Cantz: Letztens, als Stefan Mross zu scharfe Currywurst gegessen hat und seine Sendung nicht mehr weiter moderieren konnte, bin ich ja für ihn eingesprungen. Da dachte ich erst, es wäre so weit. Bisher kam es aber tatsächlich noch nicht dazu. Ich rechne jeden Tag damit, denn die Ankündigung wurde mir bereits vor der ersten Sendung gemacht.

Wo hört bei ihnen der Spaß auf?

Cantz: Im normalen Leben bei Ungerechtigkeiten. Das ist eine Sache, die ich überhaupt nicht leiden kann. Und beim Taxifahren bin ich mittlerweile auch relativ dünnhäutig geworden. Da habe ich schon viele Sachen erlebt.

"Verstehen Sie Spaß?" wird live übertragen. Sie haben aber auch schon aufgezeichnete Sendungen moderiert. Was ist ihnen persönlich lieber?

Cantz: Ich moderiere lieber live. Das hat einfach noch ein bisschen mehr Kick. Alle geben von Anfang an ein wenig mehr, weil man keine zweite Chance hat und nichts rückgängig machen kann. Ich finde das toll. Sonst ist im Fernsehen ja alles perfekt und ich glaube, die Zuschauer lieben es, auch mal das Unperfekte zu sehen.
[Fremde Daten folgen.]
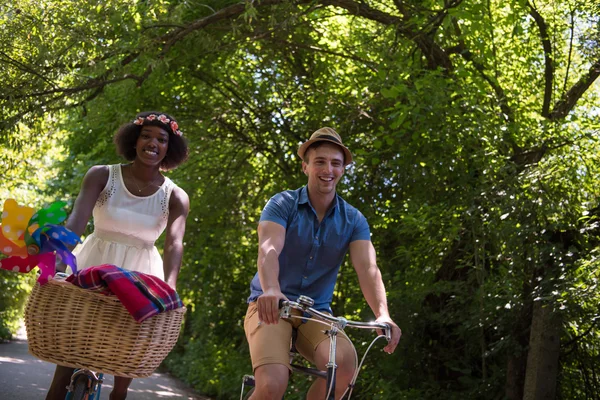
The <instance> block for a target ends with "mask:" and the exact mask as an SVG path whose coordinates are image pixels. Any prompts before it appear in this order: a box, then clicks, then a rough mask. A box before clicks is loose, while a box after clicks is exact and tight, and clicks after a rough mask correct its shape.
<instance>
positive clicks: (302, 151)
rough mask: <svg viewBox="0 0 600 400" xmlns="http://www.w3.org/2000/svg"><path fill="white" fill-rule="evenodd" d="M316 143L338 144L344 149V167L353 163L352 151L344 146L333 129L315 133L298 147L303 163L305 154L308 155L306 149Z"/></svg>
mask: <svg viewBox="0 0 600 400" xmlns="http://www.w3.org/2000/svg"><path fill="white" fill-rule="evenodd" d="M315 142H331V143H334V144H337V145H338V146H340V147H341V148H342V150H344V167H345V166H346V165H348V164H350V163H351V162H352V153H350V150H349V149H348V148H347V147H346V146H344V144H343V143H342V138H341V137H340V135H338V133H337V132H336V131H335V130H333V129H332V128H327V127H325V128H321V129H319V130H317V131H315V133H313V134H312V135H310V139H308V140H307V141H306V142H304V143H302V144H301V145H300V147H298V156H300V159H301V160H302V161H304V153H306V149H308V147H309V146H310V145H311V144H313V143H315Z"/></svg>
Vor ihnen gab es zahlreiche andere Moderatoren der Sendung. Welcher war ihr Favorit?

Cantz: Mit Kurt Felix und Paola bin ich aufgewachsen. Die beiden sind sozusagen Helden meiner Kindheit und liegen mir deswegen sehr am Herzen. Aber auch Frank Elstner fand ich immer toll. Das sind alles großartige Vorgänger. Trotzdem versuche ich nicht in deren Fußstapfen zu treten, sondern der Sendung meine eigene Note zu verleihen.

Mit "Wetten dass...?" wird die ehemals erfolgreichste deutsche Samstag-Abend-Show eingestellt. Denken Sie, dass "Verstehen Sie Spaß?" dasselbe Schicksal ereilen könnte?

Cantz: Im Moment haben wir noch sehr gute Quoten und sind auch bei jungen Leuten erfolgreich. Was in Zukunft passieren wird, weiß ich nicht. Ich hoffe, dass wir das noch einige Jahre machen können. Das Gute ist, dass wir auch vom Internet profitieren. Die Filme mit der versteckten Kamera sind im Netz ein absoluter Renner und werden millionenfach geklickt. Das ist vor allem für einen öffentlich-rechtlichen Sender wie das Erste unglaublich.